He put his hands on my shoulder, leveled his hazel eyes with my blue ones. “I want you to know,” he said, “that you are incredibly blessed.”

Somehow, those words triggered that out-of-body sort of viewpoint I needed, to survey my life not from the perspective of loss, but of gain. Of beauty. Incredibly blessed?

Oh, yeah. Yeah. I am.

God’s been nailing this home, in this slightly Grinchy season of mine. I’ve written before—like the motorcycle knocking my son–about how one multifaceted diamond Africa has placed in my palms is to find the thankfulness lifeline before all things. Even when I’m feeling powerless. Broken. Angry. Isolated.

First: Be thankful.

Like the late theologian George Buttrick notes, in prayer, “[petition] comes last, not because it is most important, but because it needs the safeguard of earlier prayer”–like thanksgiving, confession, intercession. Looking at who God is, I’ve found, slides other portions of my soul into alignment. God plasters this everywhere in Scripture, a warm reminder to remember who He truly is on our days of bitterest cold: Come into His presence with thanksgiving…Be joyful always. I hear Him whisper: Choose this. Choose to believe who I truly am, even in the dark.

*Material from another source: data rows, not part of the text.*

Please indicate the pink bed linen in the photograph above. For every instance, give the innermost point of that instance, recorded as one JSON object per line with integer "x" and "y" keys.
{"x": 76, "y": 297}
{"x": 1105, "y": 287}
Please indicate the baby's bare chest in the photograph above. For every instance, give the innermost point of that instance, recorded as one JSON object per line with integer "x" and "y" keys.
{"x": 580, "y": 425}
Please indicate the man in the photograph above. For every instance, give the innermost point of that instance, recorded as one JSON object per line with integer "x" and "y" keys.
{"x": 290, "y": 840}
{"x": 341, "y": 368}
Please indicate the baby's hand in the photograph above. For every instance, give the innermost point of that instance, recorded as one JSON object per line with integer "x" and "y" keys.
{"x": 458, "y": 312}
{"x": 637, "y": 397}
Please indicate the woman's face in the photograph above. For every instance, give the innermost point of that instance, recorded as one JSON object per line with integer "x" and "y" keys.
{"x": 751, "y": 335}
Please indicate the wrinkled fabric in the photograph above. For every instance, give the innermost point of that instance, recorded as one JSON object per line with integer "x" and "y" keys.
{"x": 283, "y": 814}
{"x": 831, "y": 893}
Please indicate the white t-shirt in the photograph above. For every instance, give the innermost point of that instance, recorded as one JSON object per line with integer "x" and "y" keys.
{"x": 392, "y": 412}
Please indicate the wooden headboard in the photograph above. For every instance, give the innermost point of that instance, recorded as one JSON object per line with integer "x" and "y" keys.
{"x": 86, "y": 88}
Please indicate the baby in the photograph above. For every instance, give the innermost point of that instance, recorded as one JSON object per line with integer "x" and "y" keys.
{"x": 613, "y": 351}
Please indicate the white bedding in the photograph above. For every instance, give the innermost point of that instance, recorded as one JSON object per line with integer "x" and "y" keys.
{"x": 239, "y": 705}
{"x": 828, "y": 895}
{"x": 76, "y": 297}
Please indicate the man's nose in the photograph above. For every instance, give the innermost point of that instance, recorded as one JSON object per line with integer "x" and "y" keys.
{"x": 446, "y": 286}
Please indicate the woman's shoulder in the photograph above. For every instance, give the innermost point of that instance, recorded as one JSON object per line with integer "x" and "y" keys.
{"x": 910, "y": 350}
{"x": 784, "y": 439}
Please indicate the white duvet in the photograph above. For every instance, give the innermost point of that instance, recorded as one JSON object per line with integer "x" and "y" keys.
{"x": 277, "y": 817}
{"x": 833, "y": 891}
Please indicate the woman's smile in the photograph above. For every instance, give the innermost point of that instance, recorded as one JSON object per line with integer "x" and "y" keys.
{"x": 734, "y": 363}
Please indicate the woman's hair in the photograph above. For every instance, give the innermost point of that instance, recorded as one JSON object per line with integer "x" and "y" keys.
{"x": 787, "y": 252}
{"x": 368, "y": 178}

Last night, my nose in the Christmas story, I marveled again at Mary’s words—her song, really, spilling from something she can’t keep a lid on. My spirit rejoices in God my Savior.

And I thought, This girl’s entire life plans and relationships have permanently been derailed. Every role she ever pictured for herself, every dream, has been indefinitely altered or postponed.

Yet she can’t contain her worship.

It reminded me of Job, who receives stabbing blow after stabbing blow as all he loves is ripped from him, his wounds freshly gaping and bleeding: Then Job arose and tore his robe and shaved his head and fell on the ground and worshiped.

I don’t know about you, but all seemed as expected until that last little phrase. Utter grief is human. Worship in utter grief…is not.

Perhaps that is my postscript to Tackling Your Inner Grinch, because so many of us are sucking wind from our life circumstances at any given Christmas. As I choose thankfulness, it’s as if my world is thawing. Opaque slabs of ice slip off gifts I’d minimized or forgotten. I’m reminded that my identity, though wounded by loss, is not consumed by it. I am a citizen of Elsewhere, a cherished daughter.

Yes, I still believe wholeheartedly that, like Job (or again, Jesus at Lazarus’ tomb), we grieve. But even in our loss, our disappointment—when our plans or hopes feel like they’ve been smashed against a brick wall—there is deep, perhaps even deeper, worship. It’s Job’s later words that continue as the Braille on my blind days: Though He slay me, yet I will trust Him.

This Christmas, I am choosing to pray,

I will continue to thank You; to tip my eyes up. I will seek to acknowledge every single gift You’ve piled around me all my life—and all the ones I’m trusting You’ll reconcile–until it’s one seamless “Blessed be the name of the Lord.”

Till I can trust that every seeming dead end in my maze is only Him channeling my heart like a watercourse. Till I can believe that every shattering loss will, on eternity’s flipside, as suddenly and clearly as glass, be for the good of those who love Him. It’s like that country song, right? God bless the broken road that led me straight to you.

This Christmas, like Mary, may God take your broken road and along it, form striking praise.